I think I should mention first of all that, in my admittedly limited experience, it always involves biscuits and can involve strawberries. The presence of fruit already makes it unlike most other committees that I have attended.

This is not the only difference, however. Settling myself down to my first meeting, after the introductions, I go an immediate sense that I was now part of something rather special. Surrounding me, were representatives of charities and community groups, civil servants, postgraduate students and academics.

At the heart of things was Sophie, the founder and director of the Centre, welcoming everyone (as she always has). I have known Sophie for more than sixteen years. I remember the founding of the Centre with Cat Stevens in attendance. Then, it was a matter of promise and ambition and a desire to do something different. Now, at least for me, there is a palpable sense of something rather wonderful having been achieved (but with considerable ambition to do more).
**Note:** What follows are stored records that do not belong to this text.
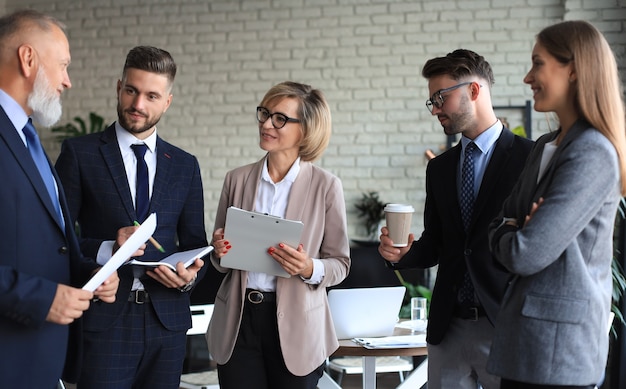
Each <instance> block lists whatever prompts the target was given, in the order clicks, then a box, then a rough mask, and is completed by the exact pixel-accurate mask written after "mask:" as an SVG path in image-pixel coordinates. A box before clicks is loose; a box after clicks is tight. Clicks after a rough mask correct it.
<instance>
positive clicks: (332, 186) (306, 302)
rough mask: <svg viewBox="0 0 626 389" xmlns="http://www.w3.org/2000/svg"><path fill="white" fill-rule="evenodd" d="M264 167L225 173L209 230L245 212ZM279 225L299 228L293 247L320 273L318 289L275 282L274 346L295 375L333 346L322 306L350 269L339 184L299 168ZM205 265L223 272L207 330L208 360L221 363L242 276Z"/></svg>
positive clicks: (260, 166) (291, 282)
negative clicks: (332, 289) (274, 343)
mask: <svg viewBox="0 0 626 389" xmlns="http://www.w3.org/2000/svg"><path fill="white" fill-rule="evenodd" d="M264 161H265V158H263V159H262V160H260V161H258V162H256V163H254V164H251V165H247V166H243V167H240V168H237V169H235V170H233V171H230V172H228V173H227V174H226V178H225V179H224V186H223V188H222V195H221V198H220V202H219V205H218V209H217V215H216V217H215V228H216V229H217V228H220V227H224V223H225V221H226V209H227V208H228V207H229V206H231V205H234V206H236V207H239V208H242V209H246V210H253V208H254V200H255V198H256V193H257V188H258V185H259V180H260V178H261V171H262V167H263V162H264ZM285 218H286V219H292V220H301V221H302V222H303V223H304V230H303V232H302V241H301V243H302V244H303V246H304V249H305V250H306V251H307V253H308V254H309V255H310V256H311V257H313V258H319V259H321V260H322V261H323V262H324V270H325V275H324V278H323V280H322V282H321V283H320V284H319V285H310V284H306V283H304V281H302V279H301V278H300V277H291V278H283V277H278V278H277V282H276V299H277V301H276V305H277V315H278V334H279V337H280V347H281V350H282V353H283V357H284V359H285V364H286V365H287V369H289V371H290V372H291V373H293V374H295V375H299V376H303V375H306V374H309V373H311V372H312V371H313V370H314V369H316V368H317V367H319V366H320V365H321V364H322V363H324V361H325V359H326V358H327V357H328V356H329V355H330V354H332V353H333V352H334V351H335V350H336V349H337V348H338V347H339V343H338V341H337V335H336V334H335V329H334V326H333V322H332V318H331V316H330V310H329V308H328V300H327V299H326V287H328V286H333V285H336V284H338V283H340V282H341V281H342V280H343V279H344V278H346V276H347V275H348V270H349V268H350V247H349V241H348V234H347V227H346V225H347V223H346V209H345V202H344V198H343V188H342V185H341V181H340V180H339V178H337V177H336V176H334V175H332V174H330V173H328V172H326V171H324V170H323V169H320V168H319V167H317V166H315V165H313V164H311V163H310V162H300V172H299V173H298V177H297V178H296V180H295V181H294V183H293V186H292V187H291V192H290V194H289V203H288V204H287V210H286V214H285ZM227 255H228V254H227ZM211 261H212V262H213V265H214V266H215V267H216V268H217V269H218V270H219V271H221V272H226V273H227V274H226V277H225V278H224V281H223V282H222V285H221V286H220V289H219V290H218V292H217V296H216V299H215V310H214V311H213V316H212V317H211V323H210V324H209V329H208V331H207V342H208V344H209V350H210V352H211V355H212V356H213V358H214V359H215V361H216V362H217V363H219V364H224V363H226V362H228V360H229V359H230V357H231V355H232V352H233V349H234V347H235V341H236V340H237V334H238V332H239V325H240V323H241V316H242V312H243V304H244V294H245V293H244V292H245V289H246V282H247V277H248V272H246V271H241V270H232V269H228V268H225V267H222V266H220V264H219V261H216V260H215V259H214V258H213V257H212V258H211ZM242 374H245V370H242Z"/></svg>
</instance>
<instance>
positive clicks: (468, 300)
mask: <svg viewBox="0 0 626 389" xmlns="http://www.w3.org/2000/svg"><path fill="white" fill-rule="evenodd" d="M475 149H476V144H475V143H474V142H470V143H468V144H467V146H465V158H464V159H463V168H462V169H461V217H462V218H463V227H464V228H465V232H467V230H468V228H469V224H470V221H471V219H472V211H473V210H474V150H475ZM459 300H460V301H461V302H465V303H473V302H474V286H473V285H472V280H471V278H470V275H469V273H468V272H467V271H466V272H465V276H464V278H463V284H462V285H461V289H460V290H459Z"/></svg>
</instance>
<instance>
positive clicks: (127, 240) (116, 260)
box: [83, 213, 156, 292]
mask: <svg viewBox="0 0 626 389" xmlns="http://www.w3.org/2000/svg"><path fill="white" fill-rule="evenodd" d="M155 230H156V213H153V214H151V215H150V216H148V218H147V219H146V221H144V222H143V224H142V225H141V226H139V228H138V229H137V231H135V232H134V233H133V234H132V235H131V236H130V237H129V238H128V240H127V241H126V242H124V244H123V245H122V247H120V248H119V249H118V250H117V251H116V252H115V254H113V256H112V257H111V259H109V261H108V262H107V263H106V264H105V265H104V266H102V267H101V268H100V270H98V272H97V273H96V274H94V275H93V277H91V279H90V280H89V281H88V282H87V283H86V284H85V286H83V289H85V290H88V291H90V292H93V291H94V290H96V288H98V286H100V285H102V283H103V282H104V281H105V280H106V279H107V278H109V276H110V275H111V274H113V273H114V272H115V271H116V270H117V269H118V268H119V267H120V266H122V265H123V264H124V263H125V262H126V261H128V258H130V256H131V255H133V253H134V252H135V251H137V249H138V248H139V247H141V245H142V244H144V243H146V241H147V240H148V239H149V238H150V237H151V236H152V234H153V233H154V231H155Z"/></svg>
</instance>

Sophie has built this, but it is the people that now surround her – Mansur, Riyaz, Mark, Michael, Abdul-Azim, and Matt – who are building on her achievements with her. I was also struck by the very relaxed atmosphere; ideas were exchanged, reports offered, strawberries eaten, and issues and plans were discussed. Academics did not ‘broadcast’ their activities. Instead, everyone in attendance talked about what they had been doing and how it might relate to the activities of the Centre. From the modern Mosque to the needs of Religious Studies teachers, from Muslims in the media via religious leadership to contemporary Islamic medical ethics, from recent developments in public policy, to community initiatives in Cardiff and elsewhere, the range of things discussed was dizzying.

I have chaired two meetings now and both of them have, in an entirely uncontrived way, captured what is essential about the mission of the Centre, at least as I understand it: to undertake excellent research that matters and is of use to Islamic communities in the UK and beyond. It will be my pleasure and privilege to serve as Chair of the Management Committee and I look forward to having a front seat (pun intended) in the onward journey of the Centre and everyone in it.

James Hegarty is Head of School and Professor of Sanskrit and Indian Religions at the School of History, Archaeology and Religion at Cardiff University.